“Why don’t you stand up to him, Tommy?” Wendy demanded as they walked away from Oak Knoll Elementary School and toward the park.
Tommy hiked his backpack up on one shoulder. “’Cause he could pound me into a pile of broken bones.”
“He’s all talk.”
“That’s easy for you to say. He hit me once in dodgeball and I didn’t breathe for like a week.”

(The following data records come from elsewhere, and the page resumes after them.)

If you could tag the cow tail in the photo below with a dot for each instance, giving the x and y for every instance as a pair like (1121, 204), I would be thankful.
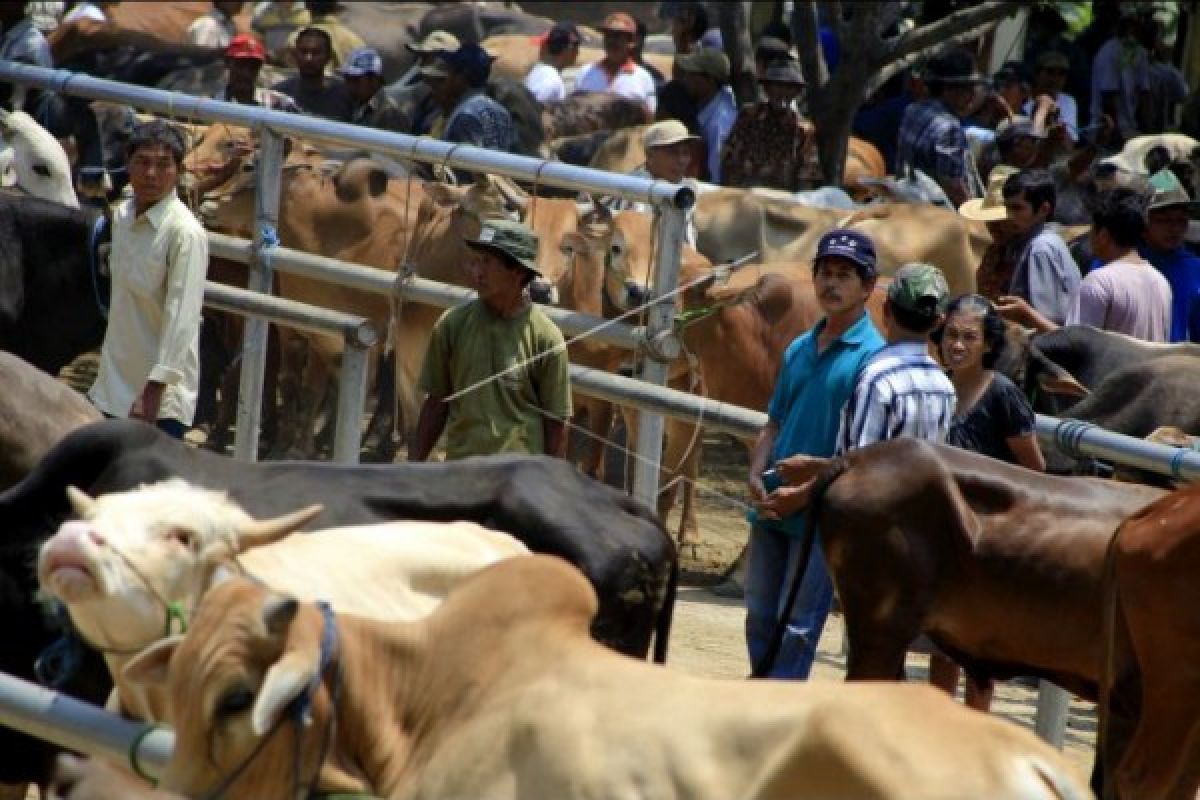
(666, 614)
(816, 498)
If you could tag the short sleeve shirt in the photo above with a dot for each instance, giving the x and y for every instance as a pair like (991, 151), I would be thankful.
(471, 346)
(1001, 414)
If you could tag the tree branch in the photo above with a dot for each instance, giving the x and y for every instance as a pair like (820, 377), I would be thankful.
(922, 38)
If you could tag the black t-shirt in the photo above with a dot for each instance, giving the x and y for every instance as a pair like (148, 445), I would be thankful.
(1001, 413)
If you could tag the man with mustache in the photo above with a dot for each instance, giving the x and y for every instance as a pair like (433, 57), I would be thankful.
(819, 372)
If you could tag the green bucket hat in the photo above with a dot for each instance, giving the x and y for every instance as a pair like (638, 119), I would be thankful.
(919, 288)
(510, 240)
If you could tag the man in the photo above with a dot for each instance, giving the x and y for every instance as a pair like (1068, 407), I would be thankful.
(216, 28)
(245, 58)
(903, 391)
(617, 72)
(1167, 227)
(467, 115)
(1127, 294)
(705, 74)
(149, 362)
(817, 376)
(930, 137)
(1045, 274)
(312, 90)
(772, 144)
(559, 50)
(363, 73)
(669, 148)
(496, 371)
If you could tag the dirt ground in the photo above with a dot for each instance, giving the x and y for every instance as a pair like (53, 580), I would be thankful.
(707, 637)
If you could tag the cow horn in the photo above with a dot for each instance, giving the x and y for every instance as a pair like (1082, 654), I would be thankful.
(263, 531)
(81, 501)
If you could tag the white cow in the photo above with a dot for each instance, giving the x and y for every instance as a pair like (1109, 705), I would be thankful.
(34, 161)
(136, 564)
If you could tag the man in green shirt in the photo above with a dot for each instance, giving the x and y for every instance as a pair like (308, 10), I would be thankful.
(496, 371)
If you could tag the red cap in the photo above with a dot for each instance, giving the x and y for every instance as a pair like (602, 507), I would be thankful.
(621, 23)
(244, 46)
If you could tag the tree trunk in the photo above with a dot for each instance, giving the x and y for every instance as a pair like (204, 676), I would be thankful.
(735, 22)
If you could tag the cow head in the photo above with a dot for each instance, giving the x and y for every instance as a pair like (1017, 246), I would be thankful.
(133, 557)
(249, 655)
(39, 163)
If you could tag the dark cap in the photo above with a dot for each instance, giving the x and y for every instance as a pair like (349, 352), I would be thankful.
(919, 288)
(849, 244)
(509, 240)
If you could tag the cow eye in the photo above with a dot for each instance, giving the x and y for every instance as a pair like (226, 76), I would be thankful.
(234, 702)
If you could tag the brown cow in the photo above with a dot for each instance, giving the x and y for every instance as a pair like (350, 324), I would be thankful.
(501, 693)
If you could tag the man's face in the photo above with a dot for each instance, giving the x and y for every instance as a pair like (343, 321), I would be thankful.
(839, 287)
(670, 162)
(311, 55)
(153, 173)
(1167, 228)
(1023, 216)
(363, 88)
(617, 47)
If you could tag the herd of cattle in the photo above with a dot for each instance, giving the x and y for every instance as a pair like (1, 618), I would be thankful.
(459, 660)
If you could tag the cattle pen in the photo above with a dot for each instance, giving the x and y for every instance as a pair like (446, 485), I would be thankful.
(48, 715)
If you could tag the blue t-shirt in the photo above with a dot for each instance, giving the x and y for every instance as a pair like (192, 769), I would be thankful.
(810, 392)
(1182, 271)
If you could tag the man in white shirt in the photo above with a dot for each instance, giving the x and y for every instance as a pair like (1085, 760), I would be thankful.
(149, 364)
(617, 72)
(559, 50)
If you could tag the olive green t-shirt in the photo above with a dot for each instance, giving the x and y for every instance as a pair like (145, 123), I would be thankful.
(472, 344)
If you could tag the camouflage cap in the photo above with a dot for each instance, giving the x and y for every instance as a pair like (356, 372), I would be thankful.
(510, 240)
(919, 288)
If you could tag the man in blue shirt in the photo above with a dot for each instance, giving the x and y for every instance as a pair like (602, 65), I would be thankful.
(1167, 226)
(819, 373)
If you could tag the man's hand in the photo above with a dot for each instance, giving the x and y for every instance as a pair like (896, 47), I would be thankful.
(147, 404)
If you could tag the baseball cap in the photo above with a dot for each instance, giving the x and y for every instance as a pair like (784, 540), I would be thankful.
(363, 61)
(919, 288)
(436, 42)
(619, 23)
(707, 61)
(849, 244)
(510, 240)
(666, 132)
(244, 46)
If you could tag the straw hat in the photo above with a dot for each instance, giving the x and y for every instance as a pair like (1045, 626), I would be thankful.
(990, 208)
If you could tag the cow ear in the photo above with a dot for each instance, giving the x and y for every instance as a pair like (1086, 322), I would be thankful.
(283, 683)
(81, 501)
(149, 667)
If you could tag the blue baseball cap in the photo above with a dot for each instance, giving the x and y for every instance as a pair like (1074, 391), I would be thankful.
(363, 61)
(849, 244)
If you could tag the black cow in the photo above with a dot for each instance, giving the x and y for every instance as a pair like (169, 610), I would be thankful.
(49, 295)
(617, 542)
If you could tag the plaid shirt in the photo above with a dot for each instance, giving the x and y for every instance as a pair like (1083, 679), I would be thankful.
(931, 140)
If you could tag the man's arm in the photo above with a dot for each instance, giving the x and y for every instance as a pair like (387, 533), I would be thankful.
(430, 425)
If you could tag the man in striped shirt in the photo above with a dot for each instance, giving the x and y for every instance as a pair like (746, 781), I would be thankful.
(903, 391)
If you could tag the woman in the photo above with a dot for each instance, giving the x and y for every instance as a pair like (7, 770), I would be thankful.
(994, 419)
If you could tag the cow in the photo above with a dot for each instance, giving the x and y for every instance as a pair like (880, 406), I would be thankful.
(36, 410)
(1155, 558)
(39, 164)
(499, 693)
(133, 559)
(1003, 567)
(545, 503)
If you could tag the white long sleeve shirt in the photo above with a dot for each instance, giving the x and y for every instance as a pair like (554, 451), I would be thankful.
(159, 264)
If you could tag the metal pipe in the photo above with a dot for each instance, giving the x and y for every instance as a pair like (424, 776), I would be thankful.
(291, 313)
(670, 228)
(352, 394)
(253, 349)
(399, 145)
(81, 726)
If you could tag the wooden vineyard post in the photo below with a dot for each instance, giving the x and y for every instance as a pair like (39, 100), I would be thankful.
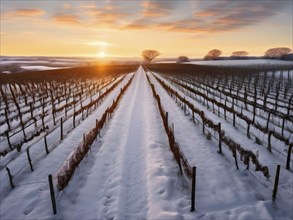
(7, 120)
(167, 118)
(269, 142)
(235, 157)
(289, 156)
(193, 189)
(275, 190)
(29, 159)
(61, 129)
(202, 117)
(52, 193)
(46, 145)
(248, 127)
(10, 178)
(31, 109)
(43, 123)
(220, 139)
(8, 140)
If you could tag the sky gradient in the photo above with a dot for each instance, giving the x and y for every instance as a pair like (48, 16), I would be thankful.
(108, 28)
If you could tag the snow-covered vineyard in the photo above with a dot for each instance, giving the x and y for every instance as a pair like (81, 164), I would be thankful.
(161, 141)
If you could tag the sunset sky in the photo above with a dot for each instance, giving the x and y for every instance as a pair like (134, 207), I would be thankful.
(118, 28)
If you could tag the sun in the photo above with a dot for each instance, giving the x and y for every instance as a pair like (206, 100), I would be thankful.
(101, 54)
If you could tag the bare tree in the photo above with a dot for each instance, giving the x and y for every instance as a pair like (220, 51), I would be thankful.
(213, 54)
(277, 52)
(149, 55)
(240, 53)
(182, 59)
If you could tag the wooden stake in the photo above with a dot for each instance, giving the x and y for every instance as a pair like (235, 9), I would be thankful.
(46, 145)
(193, 189)
(61, 129)
(52, 193)
(220, 139)
(275, 190)
(29, 159)
(289, 156)
(8, 140)
(10, 178)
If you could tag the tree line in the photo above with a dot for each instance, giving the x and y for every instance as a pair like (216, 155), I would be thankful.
(277, 52)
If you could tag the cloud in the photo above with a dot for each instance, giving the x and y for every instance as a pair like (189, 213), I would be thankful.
(23, 13)
(209, 16)
(108, 15)
(156, 9)
(67, 18)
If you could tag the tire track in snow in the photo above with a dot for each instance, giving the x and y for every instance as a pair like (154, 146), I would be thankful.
(133, 199)
(133, 175)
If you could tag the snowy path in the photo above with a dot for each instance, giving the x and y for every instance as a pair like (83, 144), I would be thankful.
(222, 191)
(32, 188)
(239, 135)
(131, 173)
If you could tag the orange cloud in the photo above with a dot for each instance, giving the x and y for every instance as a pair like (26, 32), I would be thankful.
(66, 18)
(23, 12)
(155, 9)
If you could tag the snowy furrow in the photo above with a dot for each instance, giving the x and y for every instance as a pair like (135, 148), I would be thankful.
(131, 173)
(239, 134)
(221, 190)
(49, 164)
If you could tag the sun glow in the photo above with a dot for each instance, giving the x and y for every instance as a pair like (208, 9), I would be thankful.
(101, 54)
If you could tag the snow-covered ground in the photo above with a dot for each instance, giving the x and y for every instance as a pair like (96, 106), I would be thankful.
(130, 172)
(237, 62)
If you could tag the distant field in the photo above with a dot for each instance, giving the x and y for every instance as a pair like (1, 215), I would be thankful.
(124, 140)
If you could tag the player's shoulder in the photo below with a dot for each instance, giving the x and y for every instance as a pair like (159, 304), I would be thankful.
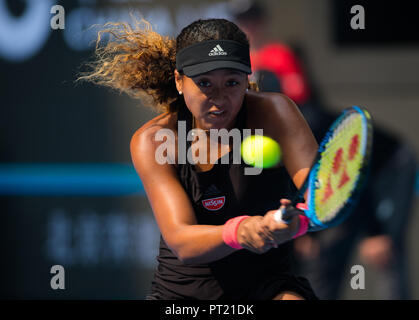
(144, 141)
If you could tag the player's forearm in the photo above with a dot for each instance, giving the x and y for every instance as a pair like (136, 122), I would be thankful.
(195, 244)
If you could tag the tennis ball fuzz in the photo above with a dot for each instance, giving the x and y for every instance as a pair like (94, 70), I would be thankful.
(260, 151)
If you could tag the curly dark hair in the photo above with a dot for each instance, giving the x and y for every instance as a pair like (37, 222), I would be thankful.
(141, 62)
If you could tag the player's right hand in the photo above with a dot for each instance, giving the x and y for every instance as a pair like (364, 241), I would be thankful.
(251, 235)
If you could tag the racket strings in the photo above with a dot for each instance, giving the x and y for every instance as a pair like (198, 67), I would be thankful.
(339, 166)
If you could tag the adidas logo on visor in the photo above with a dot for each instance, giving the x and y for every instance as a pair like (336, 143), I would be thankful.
(217, 51)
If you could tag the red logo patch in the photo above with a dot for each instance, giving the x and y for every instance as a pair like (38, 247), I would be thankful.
(214, 204)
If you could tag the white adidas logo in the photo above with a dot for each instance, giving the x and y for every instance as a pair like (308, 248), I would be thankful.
(217, 51)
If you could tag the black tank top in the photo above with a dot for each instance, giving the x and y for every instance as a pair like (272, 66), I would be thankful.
(217, 195)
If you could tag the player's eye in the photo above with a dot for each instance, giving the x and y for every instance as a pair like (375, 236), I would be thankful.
(232, 83)
(204, 83)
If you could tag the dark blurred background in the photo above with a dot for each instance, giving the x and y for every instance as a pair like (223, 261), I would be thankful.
(68, 192)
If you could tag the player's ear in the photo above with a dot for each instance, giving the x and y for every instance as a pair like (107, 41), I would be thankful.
(179, 81)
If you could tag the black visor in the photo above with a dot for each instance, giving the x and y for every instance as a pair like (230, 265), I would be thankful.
(210, 55)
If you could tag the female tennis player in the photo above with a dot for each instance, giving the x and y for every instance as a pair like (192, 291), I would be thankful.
(219, 236)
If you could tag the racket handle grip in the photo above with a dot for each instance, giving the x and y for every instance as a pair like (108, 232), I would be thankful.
(282, 216)
(285, 214)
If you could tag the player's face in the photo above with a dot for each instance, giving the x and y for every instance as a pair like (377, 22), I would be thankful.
(215, 97)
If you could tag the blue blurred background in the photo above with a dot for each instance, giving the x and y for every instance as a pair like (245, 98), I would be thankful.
(68, 192)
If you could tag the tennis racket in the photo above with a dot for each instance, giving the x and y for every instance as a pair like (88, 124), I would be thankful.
(338, 172)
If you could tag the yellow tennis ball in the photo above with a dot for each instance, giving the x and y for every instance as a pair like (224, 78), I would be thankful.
(260, 151)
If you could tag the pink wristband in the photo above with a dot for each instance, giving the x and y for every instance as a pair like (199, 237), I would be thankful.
(303, 221)
(230, 232)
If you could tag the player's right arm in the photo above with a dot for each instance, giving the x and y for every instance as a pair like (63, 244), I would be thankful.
(175, 216)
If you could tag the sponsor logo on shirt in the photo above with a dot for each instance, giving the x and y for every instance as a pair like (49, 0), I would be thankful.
(214, 204)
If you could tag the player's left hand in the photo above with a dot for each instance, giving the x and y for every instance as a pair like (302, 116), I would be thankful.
(279, 231)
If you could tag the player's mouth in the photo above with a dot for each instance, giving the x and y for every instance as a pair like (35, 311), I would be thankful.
(217, 113)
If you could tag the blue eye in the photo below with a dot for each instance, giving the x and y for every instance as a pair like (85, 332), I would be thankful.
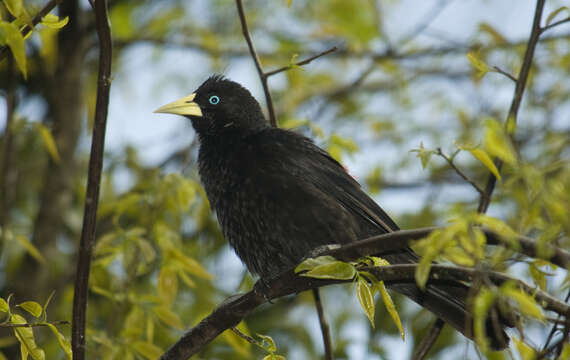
(214, 99)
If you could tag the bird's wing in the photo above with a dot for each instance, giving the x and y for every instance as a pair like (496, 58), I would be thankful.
(316, 166)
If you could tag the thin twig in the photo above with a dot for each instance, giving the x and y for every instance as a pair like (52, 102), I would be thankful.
(26, 29)
(485, 198)
(554, 328)
(255, 57)
(325, 331)
(458, 171)
(234, 309)
(87, 241)
(300, 63)
(246, 337)
(503, 72)
(429, 340)
(550, 26)
(57, 322)
(6, 188)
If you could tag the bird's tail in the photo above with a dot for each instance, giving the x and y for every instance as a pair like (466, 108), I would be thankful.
(449, 302)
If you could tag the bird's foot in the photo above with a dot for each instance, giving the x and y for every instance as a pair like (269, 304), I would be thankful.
(321, 250)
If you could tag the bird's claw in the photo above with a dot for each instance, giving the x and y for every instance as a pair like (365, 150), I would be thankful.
(321, 250)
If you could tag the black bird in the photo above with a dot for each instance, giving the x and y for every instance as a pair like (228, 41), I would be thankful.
(278, 196)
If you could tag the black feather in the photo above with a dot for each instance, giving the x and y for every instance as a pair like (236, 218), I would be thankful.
(278, 196)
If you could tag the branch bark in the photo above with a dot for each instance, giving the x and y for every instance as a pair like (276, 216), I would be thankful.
(235, 308)
(485, 198)
(87, 241)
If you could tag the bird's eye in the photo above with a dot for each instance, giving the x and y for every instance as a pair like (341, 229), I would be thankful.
(214, 99)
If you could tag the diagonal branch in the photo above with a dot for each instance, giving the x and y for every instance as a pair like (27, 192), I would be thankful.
(263, 76)
(234, 309)
(458, 171)
(300, 63)
(485, 198)
(257, 62)
(237, 307)
(87, 241)
(26, 29)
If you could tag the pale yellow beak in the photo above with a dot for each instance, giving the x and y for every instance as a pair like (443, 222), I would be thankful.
(184, 106)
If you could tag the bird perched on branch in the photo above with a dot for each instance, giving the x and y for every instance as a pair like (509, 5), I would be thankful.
(278, 196)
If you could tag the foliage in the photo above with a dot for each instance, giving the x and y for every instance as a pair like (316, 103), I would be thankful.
(396, 84)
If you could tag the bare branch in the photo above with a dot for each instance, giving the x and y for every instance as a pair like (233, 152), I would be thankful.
(325, 331)
(554, 24)
(485, 198)
(429, 340)
(39, 324)
(87, 241)
(503, 72)
(255, 57)
(234, 309)
(300, 63)
(26, 29)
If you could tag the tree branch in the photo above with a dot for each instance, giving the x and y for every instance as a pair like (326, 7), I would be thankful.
(325, 331)
(485, 198)
(26, 29)
(458, 171)
(235, 308)
(300, 63)
(253, 53)
(428, 341)
(87, 241)
(542, 30)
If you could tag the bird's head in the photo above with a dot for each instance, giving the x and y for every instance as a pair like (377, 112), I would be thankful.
(218, 105)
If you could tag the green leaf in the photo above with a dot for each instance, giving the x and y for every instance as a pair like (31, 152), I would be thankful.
(14, 7)
(274, 357)
(481, 306)
(168, 317)
(269, 344)
(497, 37)
(31, 307)
(525, 351)
(424, 154)
(11, 36)
(387, 299)
(422, 272)
(486, 160)
(186, 279)
(167, 285)
(146, 249)
(25, 336)
(338, 270)
(49, 143)
(538, 276)
(311, 263)
(53, 22)
(553, 14)
(4, 307)
(30, 248)
(190, 265)
(478, 64)
(147, 350)
(527, 305)
(366, 298)
(238, 344)
(565, 354)
(63, 342)
(496, 225)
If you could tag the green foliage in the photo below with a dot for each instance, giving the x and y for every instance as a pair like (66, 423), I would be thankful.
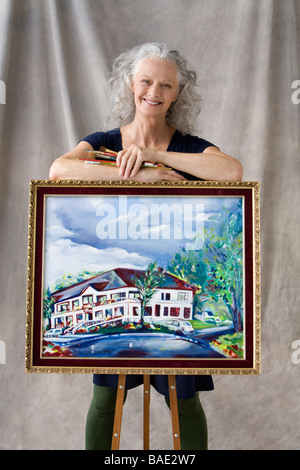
(147, 284)
(216, 268)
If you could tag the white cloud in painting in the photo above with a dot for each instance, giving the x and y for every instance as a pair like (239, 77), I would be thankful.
(64, 257)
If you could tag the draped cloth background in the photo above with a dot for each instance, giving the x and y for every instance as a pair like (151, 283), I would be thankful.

“You have to stand up for yourself,” Wendy insisted, blue eyes flashing. She had long, wavy blonde hair like a mermaid’s, which she was always wearing in the styles of rock stars Tommy had never heard of. “Otherwise, what kind of man are you?”
“I’m not a man. I’m a kid, and I want to stay that way for a while.”
“What if he went after me?” she asked. “What if he tried to hit me or kidnap me?”
Tommy frowned. “That’s different. That’s you. Sure, I’d try to save you. That’s what a guy is supposed to do. It’s called chivalry. Like in the Knights of the Round Table or Star Wars.”
Wendy flashed a smile and wound one blonde braid into a shape like a cinnamon roll pressed against her ear. “Does that make me Princess Leia?” she said, batting her eyelashes.
Tommy rolled his eyes. They turned off the sidewalk and onto a trail that cut through Oakwoods Park.
Oakwoods was a big park with part of it clipped and cleared and set up with picnic pavilions and a bandstand and playground. The rest of it was more wild, like a forest with simple trails cut through it.
A lot of kids wouldn’t cut through the park because there were stories about it being haunted and homeless weirdos living in it, and someone claimed they once saw Bigfoot. But it was the shortest way home, and he and Wendy had been going this way since they were in the third grade. Nothing bad had ever happened.
“And you’re Luke Skywalker,” Wendy said.
Tommy didn’t want to be Luke Skywalker. Han Solo had all the fun, blasting around the galaxy with Chewbacca, breaking the rules and doing whatever they liked.